The UK could leave the European Union within four years.
With three Fylde coast MPs supporting an amendment expressing regret about the lack of an EU referendum bill in the government’s law-making programme.
One hundred and sixteen Conservative Party members, including Fylde MP Mark Menzies, Fleetwood and Lancaster representative Eric Ollerenshaw and Blackpool North and Cleveleys MP Paul Maynard supported proposals to add the bill to government plans after it was left out of the Queen’s speech last week.
The 116 Tory MPs who backed it on Wednesday night represent half of all the party’s backbenchers.
Tory members were given a free vote – meaning they were allowed to vote whichever way they chose – but Blackpool South Labour MP Gordon Marsden and Wyre Conservative minister Ben Wallace chose not to support it.

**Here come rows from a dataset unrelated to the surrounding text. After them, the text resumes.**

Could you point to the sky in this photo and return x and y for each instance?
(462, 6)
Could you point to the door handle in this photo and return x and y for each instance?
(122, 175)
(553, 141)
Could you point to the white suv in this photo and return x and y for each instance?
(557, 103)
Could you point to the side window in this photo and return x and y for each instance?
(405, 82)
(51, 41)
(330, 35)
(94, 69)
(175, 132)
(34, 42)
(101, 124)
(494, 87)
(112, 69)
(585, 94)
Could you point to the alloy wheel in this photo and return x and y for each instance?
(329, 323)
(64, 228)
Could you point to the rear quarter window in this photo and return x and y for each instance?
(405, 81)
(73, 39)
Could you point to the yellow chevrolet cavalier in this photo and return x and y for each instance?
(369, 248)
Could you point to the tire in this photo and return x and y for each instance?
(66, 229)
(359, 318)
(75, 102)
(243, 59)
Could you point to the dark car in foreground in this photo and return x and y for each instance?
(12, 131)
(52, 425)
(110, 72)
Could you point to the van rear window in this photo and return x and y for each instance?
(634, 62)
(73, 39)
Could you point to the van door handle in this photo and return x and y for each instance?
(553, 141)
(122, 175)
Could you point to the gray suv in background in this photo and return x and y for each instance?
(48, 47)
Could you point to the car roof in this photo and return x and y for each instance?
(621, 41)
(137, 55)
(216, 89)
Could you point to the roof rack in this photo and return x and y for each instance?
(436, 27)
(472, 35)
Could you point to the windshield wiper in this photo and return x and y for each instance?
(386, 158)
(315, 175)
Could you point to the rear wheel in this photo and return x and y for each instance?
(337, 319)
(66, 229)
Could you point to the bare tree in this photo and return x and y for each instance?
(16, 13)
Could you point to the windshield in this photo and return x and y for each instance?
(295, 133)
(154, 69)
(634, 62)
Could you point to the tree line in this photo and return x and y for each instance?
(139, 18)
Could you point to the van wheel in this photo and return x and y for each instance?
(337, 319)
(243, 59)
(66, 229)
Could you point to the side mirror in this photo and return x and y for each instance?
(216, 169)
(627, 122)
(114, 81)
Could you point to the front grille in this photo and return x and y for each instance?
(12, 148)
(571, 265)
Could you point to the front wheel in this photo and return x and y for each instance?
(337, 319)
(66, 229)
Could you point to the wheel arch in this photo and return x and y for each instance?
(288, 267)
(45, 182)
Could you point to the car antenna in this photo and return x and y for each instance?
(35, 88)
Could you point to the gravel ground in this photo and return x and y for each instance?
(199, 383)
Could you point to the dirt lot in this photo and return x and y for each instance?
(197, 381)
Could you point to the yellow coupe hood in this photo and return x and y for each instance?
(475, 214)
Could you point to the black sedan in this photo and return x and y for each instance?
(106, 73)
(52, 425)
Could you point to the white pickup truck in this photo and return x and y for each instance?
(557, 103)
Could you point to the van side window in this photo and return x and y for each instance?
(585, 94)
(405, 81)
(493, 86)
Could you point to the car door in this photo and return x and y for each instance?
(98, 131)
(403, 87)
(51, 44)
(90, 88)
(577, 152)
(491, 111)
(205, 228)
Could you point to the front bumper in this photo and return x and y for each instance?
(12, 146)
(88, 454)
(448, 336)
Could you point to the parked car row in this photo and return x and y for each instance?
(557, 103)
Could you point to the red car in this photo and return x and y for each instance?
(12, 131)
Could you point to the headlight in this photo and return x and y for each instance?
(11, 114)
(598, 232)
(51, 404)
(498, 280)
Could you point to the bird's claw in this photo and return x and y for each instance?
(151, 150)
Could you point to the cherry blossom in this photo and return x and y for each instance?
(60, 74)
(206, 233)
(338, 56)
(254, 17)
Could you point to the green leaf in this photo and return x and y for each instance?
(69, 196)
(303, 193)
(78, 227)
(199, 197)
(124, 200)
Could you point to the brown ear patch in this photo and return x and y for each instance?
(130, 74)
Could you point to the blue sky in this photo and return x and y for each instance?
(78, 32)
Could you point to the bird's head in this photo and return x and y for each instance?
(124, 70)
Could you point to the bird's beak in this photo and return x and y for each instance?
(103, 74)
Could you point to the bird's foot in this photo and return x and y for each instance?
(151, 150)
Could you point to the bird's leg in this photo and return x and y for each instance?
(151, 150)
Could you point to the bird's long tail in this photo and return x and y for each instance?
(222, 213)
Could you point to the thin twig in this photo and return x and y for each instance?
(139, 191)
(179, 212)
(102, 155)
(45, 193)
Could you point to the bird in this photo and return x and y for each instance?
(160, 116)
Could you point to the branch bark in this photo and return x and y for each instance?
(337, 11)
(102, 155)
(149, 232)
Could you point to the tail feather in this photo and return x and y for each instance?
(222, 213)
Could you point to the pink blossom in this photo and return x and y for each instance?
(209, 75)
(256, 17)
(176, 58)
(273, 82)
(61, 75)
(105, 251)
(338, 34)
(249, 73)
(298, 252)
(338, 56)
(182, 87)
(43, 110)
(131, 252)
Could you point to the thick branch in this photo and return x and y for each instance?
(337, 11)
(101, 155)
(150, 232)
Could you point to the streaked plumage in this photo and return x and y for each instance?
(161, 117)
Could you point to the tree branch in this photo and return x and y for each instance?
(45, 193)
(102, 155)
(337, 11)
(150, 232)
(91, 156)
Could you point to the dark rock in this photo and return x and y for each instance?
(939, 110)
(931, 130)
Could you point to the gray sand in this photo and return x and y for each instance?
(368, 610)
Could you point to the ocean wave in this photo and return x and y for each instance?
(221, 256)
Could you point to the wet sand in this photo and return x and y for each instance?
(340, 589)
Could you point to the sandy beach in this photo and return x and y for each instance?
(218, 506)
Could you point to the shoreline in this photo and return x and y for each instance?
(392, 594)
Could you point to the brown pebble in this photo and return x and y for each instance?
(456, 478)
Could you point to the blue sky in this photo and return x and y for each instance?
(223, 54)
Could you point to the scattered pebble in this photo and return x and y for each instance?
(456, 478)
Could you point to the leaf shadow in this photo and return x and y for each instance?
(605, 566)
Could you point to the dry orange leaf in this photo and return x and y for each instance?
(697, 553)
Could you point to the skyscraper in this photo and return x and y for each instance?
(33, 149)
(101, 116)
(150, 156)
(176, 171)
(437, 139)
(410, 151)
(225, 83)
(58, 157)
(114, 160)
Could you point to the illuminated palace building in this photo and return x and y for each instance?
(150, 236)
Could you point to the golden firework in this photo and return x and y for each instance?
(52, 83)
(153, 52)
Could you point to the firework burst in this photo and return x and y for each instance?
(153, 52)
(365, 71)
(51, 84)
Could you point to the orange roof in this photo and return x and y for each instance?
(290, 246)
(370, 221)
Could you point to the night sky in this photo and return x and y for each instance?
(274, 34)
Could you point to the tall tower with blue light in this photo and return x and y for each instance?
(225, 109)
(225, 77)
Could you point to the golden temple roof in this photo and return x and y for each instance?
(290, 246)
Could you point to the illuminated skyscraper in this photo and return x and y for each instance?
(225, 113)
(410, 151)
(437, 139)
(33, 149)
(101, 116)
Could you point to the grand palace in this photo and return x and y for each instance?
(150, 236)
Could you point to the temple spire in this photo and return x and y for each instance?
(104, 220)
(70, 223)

The move was defeated by 277 votes to 131 as Liberal Democrats and Labour opposed it, but a growing number of Conservative MPs believe Britain would be better off out of the EU and have been putting pressure on Prime Minister David Cameron to give the public a referendum.
Following the vote, James Wharton, Conservative MP for Stockton South, near Middlesbrough, was picked to take up his party’s draft EU bill – published by David Cameron earlier this week in a bid to calm tensions from his party about Europe – outlining the terms of a referendum to be held by 2017 on the question “Do you think that the United Kingdom should remain a member of the European Union?”
Speaking of his decision to back the EU bill, MP Eric Ollerenshaw said: “The Prime Minister said it was a totally free decision. The Conservative Party has put forward terms to offer a referendum in 2017.
“In another sense it wasn’t needed but the PM has made a commitment.”
Paul Maynard MP added: “I am very aware that many of my constituents are keen to have a referendum on this. We are the only party offering a referendum and it would seem strange to not vote for this bill my party has put forward.”
The private members bill is very unlikely to become law however, with opposition expected from Lib Dems and Labour.